The Department of Education in New York City has made an exciting announcement regarding the school calendars for the next three academic years. A notable change includes the addition of Diwali as a public holiday, starting from the following year.

This year, Diwali falls on Sunday, November 12, which means students will have a day off from school. However, the revised school calendar for 2024 designates November 1, 2024, and October 20, 2025, as days off to observe Diwali. By releasing the approved calendars well in advance, the Department of Education allows staff and school communities to plan ahead. The decision to publish a three-year calendar was prompted by the delay in releasing the calendar for the upcoming academic term.

In addition to the inclusion of Diwali, the revised calendar brings several other changes, such as the addition of four extra vacation days. Spring vacation will now span from April 22 to 30. Moreover, schools will be closed on April 1, the day following Easter, and on Monday, June 17, to observe Eid al-Adha.

The inclusion of Diwali as a holiday became possible, in part, due to the efforts of State Assembly Member Jenifer Rajkumar, who introduced a bill officially recognizing Diwali as a school holiday starting from the following year.
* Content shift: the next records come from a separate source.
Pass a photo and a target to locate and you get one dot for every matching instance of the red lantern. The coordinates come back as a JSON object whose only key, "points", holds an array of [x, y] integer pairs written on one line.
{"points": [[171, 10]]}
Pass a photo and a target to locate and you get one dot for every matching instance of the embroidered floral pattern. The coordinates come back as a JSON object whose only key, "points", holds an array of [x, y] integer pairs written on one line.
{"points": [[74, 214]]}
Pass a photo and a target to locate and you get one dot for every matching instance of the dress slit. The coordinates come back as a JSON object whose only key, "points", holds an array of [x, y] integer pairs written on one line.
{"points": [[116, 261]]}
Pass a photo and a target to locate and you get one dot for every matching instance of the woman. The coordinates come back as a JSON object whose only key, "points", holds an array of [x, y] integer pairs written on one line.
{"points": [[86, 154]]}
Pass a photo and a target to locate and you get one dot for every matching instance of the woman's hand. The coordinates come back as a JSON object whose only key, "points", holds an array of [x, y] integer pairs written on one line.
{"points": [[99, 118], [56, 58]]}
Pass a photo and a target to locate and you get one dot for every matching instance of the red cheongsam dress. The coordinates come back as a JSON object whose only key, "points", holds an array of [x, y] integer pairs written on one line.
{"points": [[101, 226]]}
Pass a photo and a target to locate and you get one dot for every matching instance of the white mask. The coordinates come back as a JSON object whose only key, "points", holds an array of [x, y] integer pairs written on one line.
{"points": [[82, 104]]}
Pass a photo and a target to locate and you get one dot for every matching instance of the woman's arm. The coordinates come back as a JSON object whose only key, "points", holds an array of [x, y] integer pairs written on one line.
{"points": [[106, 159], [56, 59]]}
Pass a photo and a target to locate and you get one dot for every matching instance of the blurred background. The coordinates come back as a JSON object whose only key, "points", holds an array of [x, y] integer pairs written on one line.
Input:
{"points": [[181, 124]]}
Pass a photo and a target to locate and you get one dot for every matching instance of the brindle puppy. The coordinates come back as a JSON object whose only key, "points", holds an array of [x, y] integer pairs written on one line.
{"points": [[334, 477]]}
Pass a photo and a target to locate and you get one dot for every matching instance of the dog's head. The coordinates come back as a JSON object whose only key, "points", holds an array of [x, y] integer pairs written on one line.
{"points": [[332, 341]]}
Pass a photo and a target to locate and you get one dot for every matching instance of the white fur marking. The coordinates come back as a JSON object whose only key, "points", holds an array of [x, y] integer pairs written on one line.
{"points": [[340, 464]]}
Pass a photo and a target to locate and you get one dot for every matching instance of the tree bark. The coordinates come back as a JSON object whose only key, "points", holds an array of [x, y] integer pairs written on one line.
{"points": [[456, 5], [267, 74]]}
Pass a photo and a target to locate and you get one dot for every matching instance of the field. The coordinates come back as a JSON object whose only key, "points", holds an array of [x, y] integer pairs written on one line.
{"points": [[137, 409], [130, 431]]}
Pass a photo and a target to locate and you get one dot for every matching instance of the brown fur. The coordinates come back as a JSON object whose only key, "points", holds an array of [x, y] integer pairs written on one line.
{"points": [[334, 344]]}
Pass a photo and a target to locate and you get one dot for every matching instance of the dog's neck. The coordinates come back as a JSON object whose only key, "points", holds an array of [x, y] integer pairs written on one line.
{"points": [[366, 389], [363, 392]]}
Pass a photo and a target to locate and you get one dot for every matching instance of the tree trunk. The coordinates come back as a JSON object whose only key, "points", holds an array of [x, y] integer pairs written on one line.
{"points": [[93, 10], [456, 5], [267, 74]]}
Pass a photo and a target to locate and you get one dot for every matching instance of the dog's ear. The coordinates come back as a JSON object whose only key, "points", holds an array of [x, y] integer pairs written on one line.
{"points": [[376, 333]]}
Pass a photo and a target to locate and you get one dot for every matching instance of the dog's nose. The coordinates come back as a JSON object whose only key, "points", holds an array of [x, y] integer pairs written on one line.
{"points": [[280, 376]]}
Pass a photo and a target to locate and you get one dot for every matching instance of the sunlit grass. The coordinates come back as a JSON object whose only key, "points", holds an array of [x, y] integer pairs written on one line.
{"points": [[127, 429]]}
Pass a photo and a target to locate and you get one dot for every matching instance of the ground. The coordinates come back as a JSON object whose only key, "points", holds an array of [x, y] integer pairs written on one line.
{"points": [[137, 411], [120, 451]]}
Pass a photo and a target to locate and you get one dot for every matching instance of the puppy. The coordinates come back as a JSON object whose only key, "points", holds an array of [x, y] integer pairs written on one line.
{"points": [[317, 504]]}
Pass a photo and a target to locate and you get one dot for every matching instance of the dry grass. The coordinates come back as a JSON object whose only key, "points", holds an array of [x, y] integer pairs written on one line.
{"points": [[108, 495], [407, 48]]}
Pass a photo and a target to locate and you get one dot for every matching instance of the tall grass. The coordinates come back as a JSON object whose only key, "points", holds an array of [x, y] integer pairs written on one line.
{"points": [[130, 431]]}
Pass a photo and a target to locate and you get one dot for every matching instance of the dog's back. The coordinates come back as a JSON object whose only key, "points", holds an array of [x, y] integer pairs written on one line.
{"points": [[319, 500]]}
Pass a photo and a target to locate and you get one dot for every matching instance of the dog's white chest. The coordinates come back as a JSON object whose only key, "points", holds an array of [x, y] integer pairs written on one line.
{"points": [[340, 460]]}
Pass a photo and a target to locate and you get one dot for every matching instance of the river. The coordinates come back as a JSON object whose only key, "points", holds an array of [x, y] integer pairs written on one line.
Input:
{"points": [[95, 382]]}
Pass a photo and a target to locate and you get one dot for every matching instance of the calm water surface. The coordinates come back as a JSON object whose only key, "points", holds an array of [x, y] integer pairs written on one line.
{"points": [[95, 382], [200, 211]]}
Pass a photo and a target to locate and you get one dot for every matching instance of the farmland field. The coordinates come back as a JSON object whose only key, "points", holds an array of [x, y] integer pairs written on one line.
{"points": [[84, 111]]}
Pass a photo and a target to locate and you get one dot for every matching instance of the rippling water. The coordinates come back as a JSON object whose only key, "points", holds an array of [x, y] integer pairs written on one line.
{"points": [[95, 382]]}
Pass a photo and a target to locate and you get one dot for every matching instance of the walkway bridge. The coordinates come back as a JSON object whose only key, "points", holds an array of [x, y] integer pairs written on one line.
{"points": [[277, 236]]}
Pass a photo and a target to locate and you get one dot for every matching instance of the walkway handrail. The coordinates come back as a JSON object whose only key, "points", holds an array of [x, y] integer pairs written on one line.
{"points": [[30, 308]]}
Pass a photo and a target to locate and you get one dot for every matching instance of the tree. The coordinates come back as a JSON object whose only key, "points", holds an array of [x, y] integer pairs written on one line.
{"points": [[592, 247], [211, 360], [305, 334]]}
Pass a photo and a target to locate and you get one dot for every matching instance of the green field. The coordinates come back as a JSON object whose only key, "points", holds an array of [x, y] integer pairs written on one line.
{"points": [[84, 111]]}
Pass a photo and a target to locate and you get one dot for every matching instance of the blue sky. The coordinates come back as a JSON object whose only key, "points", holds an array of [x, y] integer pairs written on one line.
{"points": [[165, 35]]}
Diwali holds great significance for thousands of New Yorkers, particularly those of Nepali and Indian heritage, as it symbolizes the triumph of light over darkness. This development follows recent legislation allowing holidays in the largest school system in the nation, which was passed by state lawmakers.

lighted candle on black metal holder
Photo by wilson mathew

Mayor Eric Adams has declared that New York City’s public schools will be closed on Diwali, marking a momentous victory for local families and the South Asian community. Mayor Adams expressed confidence that the bill will be signed by Kathy Hochul, although reports suggest that Governor Hochul is currently reviewing the bill. Mayor Adams considers this announcement a symbolic step that provides reassurance to those eagerly awaiting this recognition. In 2015, New York City designated school closures for two major Muslim holidays, Eid al-Fitr and Eid al-Adha. However, the exclusion of Diwali disappointed many South Asian and Indo-Caribbean parents and advocates. Diwali holds religious significance for Hindus and is also celebrated by Sikhs, Jains, and Buddhists.

Mayor Adams had promised to celebrate Diwali as a school holiday immediately after being elected. However, upon taking office, he sought the support of state lawmakers who had been introducing bills to recognize Diwali for the past two years. Immigrant rights activists see this announcement as the culmination of a decade-long effort to bring about this change.

Including Diwali in the school calendar faced a challenge due to a state law requiring 180 instructional days per year. To accommodate the Diwali holiday, another festival had to be removed or the number of emergency or snow days had to be reduced.

Back in 2010, then-Mayor Bill de Blasio acknowledged the Lunar New Year and two Muslim holy days as school holidays. However, adherence to the state’s 180-day rule prevented the addition of any other holidays, including Diwali, to the calendar. The recently passed bill now grants the city the authority to make such decisions.